As more of them emerged into full view, Luz began to see the signs they carried. "END SEXISM NOW", "PENETRATION IS SLAVERY", "REAL WOMEN JACK ON".
Luz had seen that expression many times before–her speechwriter, Timon Ezekiel, explained its origins once, at Luz’s request. Evidently, ‘jack on’ had been coined to differentiate virtual sex from masturbation to traditional pornography. He would know–when he first found her in New York, he was struggling with virtual sex addiction so profound that it had cost him his job. As troubling and unrealistic as pornography was in the early twenty-first century, the virtual sex industry had proven far more destructive for many after it went mainstream in the 2070s. She led a ministry through her midtown Manhattan parish to help virtual addicts recover and met Zeke in 2086. Six years later, they were on the campaign trail together and she couldn’t imagine life without him.
Her laughter did not amuse the motley crew. They booed and shouted obscenities for a moment before their leader raised her hands to quiet them, though it took a long moment for everyone to catch on and shut their traps. Now that Luz could see most of them, she guessed they were a few hundred strong.
Finally, the leader spoke. "There stands the enemy!"
The crowd cheered raucously and many of its members waved their signs to show support.
She continued, "She denies herself the path to her own liberation. Pity her!"
A few among the crowd booed at the thought of taking pity, but most remained silent.
"Pity her, for her own sake, but not for yours. She is a slave to men–it’s her right to choose slavery, but will she take us with her?"
The crowd gave a chorus of negative replies: "Never!" "No!"
"Don’t be so quick," the leader interrupted, before the crowd could carry on for long. "Don’t be so confident. See how she would drag us back into the cave with men if she had the levers of power–and there are plenty more just like her in Washington. Your choice is not enough. Your rights don’t matter to people like her."
Luz had heard enough. She stepped back and slammed the door to the house, but the crowd could still be heard roaring and chanting as the family convened.
Susana was the first to speak, and when she did, it was entirely in Spanish. "Maybe you should say something to them–straighten them out. You know?"
Frank, still standing on the staircase, a few steps above the rest of the crowd in the foyer, interrupted, "Susana, English. I’m here." He’d never liked it when his own family had left him out of a discussion. Luz still lapsed into Spanish from time to time when she was really agitated or in a fit of passion, but he knew most of those words. Her mother, on the other hand, spoke mostly Spanish at home, except when Frank was around.
She stepped back toward her husband and rubbed his arm reassuringly. "It’s okay, Frank; she was just saying something idiotic."
"Excuse me??"
Susana was about to go into one of her famous rants about respect, but Luz cut her off. "Mother, you don’t negotiate with terrorists, and you don’t cast your pearls before swine."

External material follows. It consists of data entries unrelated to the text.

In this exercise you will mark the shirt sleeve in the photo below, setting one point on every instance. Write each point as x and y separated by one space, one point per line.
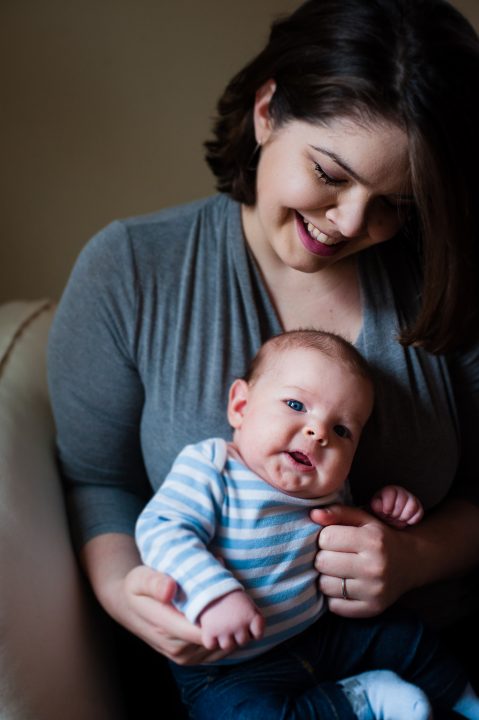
96 393
174 531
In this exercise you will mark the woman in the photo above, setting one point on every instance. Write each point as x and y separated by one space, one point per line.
346 155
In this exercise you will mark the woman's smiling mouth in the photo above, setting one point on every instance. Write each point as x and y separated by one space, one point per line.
314 240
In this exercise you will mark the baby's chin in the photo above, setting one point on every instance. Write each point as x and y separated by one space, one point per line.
293 484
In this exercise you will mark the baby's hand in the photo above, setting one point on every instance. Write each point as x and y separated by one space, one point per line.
231 621
397 506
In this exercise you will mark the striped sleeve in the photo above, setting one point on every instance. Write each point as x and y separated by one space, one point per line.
175 528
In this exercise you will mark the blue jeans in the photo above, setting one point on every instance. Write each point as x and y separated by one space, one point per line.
297 680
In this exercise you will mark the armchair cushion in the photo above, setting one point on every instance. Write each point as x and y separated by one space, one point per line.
52 664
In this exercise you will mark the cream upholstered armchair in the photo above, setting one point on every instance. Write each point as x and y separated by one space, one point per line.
53 664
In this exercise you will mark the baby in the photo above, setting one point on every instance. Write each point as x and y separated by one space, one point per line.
231 521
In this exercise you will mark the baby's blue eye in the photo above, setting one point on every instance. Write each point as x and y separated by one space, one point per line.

She stepped back toward the front door and peered out of the panes of crinkled glass, trying to determine what they were up to. Her view was heavily distorted by the patterned etchings, but she could tell that they were building a bonfire in the public grass in violation of community rules, and she could just make out what they were chanting: "Right to choose. No to Luz!"
The scene, apart from the modern language, planted images in Luz’s mind of cavemen squabbling over a felled wildebeest or giving a foul war cry to ward off a rival tribe.
"And these people are definitely swine."
"But you didn’t even suggest passing any laws!" Susana said, her hackles well and truly raised in defense of her daughter.
"I know that. You know that. They’ll never know, even if I tell it to them myself. It isn’t what they want to hear, Mama."
"The police are coming, yes?" Frank asked. Susana nodded, but began pacing impatiently, suggesting she was unhappy with their response time. "Luz, should we call your security team? Bob?"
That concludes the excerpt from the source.